Fid. Nat’l Title Ins. Co. v. Osborn III Partners LLC (3/9/2021)

March 18, 2021

Arizona Court of Appeals Division One holds Morris agreements apply to title insurance policies.

A mortgage lender obtained a title insurance policy for its security interest in a property under construction.  When the lender failed to disburse a loan to the property’s developer, the developer failed to pay a builder for work completed.  The builder filed a mechanic’s lien against the property for the unpaid work.  Later, the lender filed for bankruptcy, the property was sold, and the lender’s interest was transferred to its successors in interest.  The bankruptcy manager and the builder agreed to a settlement for the amount of the mechanic’s lien through a “Morris agreement.”  The lender’s insurance company—now representing the successors—contested the validity of the settlement agreement, arguing that Automobile Ass’n v.

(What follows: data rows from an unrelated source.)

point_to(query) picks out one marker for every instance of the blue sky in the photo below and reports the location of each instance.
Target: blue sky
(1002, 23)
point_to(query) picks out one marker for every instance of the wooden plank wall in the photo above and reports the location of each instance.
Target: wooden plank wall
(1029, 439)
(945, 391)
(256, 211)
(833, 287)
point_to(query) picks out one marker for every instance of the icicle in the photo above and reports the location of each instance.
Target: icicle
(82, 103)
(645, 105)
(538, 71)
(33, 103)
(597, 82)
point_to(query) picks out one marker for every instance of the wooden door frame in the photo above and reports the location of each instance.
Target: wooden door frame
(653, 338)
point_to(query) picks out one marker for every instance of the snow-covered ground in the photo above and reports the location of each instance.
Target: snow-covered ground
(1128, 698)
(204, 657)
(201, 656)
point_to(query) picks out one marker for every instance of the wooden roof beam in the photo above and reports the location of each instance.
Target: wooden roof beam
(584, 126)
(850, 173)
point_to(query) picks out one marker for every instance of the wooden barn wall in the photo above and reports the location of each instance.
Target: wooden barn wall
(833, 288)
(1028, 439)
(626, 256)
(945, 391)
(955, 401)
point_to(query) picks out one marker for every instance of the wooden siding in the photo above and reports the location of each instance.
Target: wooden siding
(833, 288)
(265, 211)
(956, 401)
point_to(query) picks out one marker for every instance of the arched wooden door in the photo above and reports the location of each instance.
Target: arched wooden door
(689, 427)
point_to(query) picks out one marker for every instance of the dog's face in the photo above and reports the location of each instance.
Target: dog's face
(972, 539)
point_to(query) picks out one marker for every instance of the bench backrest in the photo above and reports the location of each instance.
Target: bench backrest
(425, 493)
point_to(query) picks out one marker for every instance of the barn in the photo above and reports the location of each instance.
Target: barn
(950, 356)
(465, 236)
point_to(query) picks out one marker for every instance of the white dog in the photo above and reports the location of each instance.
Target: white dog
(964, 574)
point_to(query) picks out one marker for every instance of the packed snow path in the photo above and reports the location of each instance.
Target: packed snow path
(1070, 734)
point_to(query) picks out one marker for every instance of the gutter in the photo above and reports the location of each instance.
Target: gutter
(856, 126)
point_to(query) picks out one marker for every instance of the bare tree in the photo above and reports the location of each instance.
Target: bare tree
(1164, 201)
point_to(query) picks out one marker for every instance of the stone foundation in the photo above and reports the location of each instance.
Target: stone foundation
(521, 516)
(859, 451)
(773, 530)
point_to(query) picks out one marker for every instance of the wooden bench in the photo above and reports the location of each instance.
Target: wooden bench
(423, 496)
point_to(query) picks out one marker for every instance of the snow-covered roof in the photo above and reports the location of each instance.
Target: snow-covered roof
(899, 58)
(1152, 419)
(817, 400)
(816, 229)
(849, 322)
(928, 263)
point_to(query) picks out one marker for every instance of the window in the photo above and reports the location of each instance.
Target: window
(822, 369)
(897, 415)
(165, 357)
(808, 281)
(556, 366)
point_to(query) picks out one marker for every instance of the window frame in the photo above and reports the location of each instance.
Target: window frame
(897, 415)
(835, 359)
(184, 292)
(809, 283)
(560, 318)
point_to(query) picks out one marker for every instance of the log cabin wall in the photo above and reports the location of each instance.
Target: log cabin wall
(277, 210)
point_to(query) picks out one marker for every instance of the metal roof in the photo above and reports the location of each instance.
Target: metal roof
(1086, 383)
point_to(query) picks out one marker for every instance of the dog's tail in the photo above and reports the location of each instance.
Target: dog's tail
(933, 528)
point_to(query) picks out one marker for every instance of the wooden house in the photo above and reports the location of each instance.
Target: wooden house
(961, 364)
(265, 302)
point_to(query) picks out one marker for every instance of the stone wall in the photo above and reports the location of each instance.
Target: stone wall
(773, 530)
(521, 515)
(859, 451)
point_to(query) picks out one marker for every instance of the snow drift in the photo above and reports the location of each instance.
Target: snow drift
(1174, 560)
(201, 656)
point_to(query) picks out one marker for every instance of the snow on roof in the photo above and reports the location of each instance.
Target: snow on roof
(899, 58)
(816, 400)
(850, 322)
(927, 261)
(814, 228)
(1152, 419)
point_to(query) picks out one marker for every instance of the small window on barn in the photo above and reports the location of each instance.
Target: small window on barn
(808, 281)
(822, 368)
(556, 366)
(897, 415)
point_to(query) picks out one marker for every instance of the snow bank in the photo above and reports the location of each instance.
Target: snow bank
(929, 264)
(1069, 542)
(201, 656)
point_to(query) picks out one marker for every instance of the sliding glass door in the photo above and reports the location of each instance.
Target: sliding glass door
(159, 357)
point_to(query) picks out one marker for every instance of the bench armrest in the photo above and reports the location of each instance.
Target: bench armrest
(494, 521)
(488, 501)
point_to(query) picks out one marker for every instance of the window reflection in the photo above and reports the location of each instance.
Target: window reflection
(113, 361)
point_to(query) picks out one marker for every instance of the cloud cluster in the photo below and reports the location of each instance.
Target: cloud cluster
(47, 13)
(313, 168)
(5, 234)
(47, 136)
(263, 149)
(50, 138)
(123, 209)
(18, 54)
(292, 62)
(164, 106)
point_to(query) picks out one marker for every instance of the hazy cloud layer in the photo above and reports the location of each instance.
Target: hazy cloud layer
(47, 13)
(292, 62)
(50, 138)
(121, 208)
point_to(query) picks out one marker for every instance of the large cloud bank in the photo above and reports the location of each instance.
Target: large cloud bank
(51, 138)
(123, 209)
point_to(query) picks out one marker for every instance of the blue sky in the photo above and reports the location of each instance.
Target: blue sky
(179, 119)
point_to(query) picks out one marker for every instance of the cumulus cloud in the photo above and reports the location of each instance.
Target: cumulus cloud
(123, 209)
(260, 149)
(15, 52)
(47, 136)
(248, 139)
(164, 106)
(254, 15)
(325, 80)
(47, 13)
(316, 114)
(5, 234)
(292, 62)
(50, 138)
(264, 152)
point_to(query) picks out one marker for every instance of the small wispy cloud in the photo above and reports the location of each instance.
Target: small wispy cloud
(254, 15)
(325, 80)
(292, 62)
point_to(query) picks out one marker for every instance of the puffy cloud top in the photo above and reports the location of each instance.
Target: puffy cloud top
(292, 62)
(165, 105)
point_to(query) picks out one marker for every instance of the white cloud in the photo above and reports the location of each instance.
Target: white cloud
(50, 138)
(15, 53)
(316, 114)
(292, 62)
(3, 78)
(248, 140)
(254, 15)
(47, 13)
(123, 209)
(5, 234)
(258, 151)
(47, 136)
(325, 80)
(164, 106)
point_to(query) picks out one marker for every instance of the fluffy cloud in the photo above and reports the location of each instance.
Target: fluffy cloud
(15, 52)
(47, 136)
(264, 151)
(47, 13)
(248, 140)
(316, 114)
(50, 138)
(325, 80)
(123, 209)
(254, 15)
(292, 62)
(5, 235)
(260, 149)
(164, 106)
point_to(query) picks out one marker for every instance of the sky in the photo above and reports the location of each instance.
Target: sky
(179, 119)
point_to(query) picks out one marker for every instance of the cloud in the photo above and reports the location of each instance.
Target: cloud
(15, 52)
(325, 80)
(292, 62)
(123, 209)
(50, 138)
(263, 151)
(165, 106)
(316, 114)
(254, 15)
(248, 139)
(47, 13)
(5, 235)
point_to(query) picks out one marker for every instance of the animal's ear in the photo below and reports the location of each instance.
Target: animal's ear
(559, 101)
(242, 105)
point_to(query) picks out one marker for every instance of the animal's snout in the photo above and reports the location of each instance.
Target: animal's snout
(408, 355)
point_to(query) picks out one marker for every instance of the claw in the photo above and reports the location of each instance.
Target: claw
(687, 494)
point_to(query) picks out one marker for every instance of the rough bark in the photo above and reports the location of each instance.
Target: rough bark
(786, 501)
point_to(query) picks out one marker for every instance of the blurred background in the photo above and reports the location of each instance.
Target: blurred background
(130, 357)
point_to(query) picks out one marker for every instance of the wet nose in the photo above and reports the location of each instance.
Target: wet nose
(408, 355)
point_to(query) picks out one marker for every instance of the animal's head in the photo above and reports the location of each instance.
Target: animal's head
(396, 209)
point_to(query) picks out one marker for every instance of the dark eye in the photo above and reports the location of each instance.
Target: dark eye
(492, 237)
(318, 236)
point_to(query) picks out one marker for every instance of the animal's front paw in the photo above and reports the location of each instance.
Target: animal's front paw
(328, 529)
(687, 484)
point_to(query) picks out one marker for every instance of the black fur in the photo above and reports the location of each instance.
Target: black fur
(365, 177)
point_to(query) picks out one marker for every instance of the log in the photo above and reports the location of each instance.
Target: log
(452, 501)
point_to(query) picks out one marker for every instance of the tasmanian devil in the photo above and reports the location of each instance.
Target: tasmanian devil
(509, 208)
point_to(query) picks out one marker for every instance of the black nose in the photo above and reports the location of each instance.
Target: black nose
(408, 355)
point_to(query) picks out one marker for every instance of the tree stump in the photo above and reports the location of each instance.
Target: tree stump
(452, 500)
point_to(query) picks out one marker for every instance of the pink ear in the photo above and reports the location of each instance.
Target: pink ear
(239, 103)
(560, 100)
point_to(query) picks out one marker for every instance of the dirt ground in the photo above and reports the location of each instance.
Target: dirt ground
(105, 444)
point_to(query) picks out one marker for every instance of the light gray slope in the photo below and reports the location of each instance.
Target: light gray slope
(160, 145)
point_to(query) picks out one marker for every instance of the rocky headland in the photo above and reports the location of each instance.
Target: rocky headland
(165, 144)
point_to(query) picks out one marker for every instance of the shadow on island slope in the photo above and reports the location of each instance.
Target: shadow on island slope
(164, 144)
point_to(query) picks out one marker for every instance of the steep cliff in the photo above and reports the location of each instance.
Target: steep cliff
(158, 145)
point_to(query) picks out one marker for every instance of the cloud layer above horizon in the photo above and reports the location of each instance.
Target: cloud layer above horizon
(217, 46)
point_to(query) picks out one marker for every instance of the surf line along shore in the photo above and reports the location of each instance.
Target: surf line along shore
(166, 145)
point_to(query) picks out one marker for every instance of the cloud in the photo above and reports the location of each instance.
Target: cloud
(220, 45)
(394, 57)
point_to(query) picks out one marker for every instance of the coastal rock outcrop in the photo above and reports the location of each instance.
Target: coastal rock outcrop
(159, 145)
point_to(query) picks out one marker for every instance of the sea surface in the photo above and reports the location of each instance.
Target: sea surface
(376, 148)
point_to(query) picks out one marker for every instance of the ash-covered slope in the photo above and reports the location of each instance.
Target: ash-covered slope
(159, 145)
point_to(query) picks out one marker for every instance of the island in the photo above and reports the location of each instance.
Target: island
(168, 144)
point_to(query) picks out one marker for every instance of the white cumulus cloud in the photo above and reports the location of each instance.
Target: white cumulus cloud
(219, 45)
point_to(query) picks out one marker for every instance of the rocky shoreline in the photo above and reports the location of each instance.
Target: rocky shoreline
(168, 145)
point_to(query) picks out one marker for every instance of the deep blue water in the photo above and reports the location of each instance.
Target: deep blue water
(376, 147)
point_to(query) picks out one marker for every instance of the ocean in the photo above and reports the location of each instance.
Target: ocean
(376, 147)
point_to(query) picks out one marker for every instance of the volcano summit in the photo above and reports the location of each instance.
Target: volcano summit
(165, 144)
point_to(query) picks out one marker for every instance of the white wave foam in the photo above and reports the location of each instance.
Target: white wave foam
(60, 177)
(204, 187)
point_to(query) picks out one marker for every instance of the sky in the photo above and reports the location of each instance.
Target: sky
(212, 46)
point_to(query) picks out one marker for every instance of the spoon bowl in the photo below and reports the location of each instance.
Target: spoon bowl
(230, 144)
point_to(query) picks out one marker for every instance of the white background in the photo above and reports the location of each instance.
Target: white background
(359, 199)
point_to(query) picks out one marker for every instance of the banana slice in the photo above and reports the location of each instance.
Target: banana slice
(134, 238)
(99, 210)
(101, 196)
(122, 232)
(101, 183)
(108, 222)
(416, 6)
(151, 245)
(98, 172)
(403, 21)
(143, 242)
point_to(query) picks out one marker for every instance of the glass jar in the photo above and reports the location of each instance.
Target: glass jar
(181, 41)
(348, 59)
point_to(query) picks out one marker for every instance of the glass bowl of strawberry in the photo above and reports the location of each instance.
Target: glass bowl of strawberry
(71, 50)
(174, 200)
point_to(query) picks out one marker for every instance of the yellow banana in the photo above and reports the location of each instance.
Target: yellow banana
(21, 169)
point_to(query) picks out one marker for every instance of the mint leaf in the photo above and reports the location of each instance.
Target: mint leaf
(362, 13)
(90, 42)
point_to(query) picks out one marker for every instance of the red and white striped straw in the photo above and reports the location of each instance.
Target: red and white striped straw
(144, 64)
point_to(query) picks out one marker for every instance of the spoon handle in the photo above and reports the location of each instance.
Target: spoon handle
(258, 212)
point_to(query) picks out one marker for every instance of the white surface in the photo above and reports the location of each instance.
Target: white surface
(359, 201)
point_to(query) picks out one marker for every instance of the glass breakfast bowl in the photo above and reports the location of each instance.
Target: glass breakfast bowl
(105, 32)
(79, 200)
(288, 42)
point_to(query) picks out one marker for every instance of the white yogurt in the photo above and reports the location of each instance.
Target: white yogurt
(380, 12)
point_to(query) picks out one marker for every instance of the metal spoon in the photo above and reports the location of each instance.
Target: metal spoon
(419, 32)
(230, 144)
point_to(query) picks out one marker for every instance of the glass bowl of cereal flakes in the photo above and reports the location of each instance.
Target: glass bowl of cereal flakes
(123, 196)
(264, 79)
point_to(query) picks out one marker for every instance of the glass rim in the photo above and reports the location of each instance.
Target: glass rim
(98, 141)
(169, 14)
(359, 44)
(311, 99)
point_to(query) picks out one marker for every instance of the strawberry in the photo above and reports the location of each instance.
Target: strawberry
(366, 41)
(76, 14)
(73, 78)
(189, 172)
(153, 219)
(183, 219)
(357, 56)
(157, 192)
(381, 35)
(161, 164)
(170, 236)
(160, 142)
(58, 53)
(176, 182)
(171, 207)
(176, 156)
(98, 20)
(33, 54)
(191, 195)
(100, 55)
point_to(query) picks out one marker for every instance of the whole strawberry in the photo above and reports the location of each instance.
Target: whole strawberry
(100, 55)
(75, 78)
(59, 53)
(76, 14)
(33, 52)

Morris, 154 Ariz. 113 (1987) did not apply to title insurance.  The insurance company also contested its obligation to provide coverage to the successors based on a common insurance provision that denies coverage for liens created by the insured.

Generally, an insurer may accept defense of a claim against an insured while reserving the right to contest coverage.  In such case the insured is contractually bound to cooperate in the defense by allowing the insurer exclusive control over the claims.  In Morris, the Arizona Supreme Court recognized that this creates an imbalance disfavoring the insured, who becomes simultaneously unable to settle the claim (without breaching its duty to cooperate) and vulnerable to a judgment that may not ultimately be covered by the insurer.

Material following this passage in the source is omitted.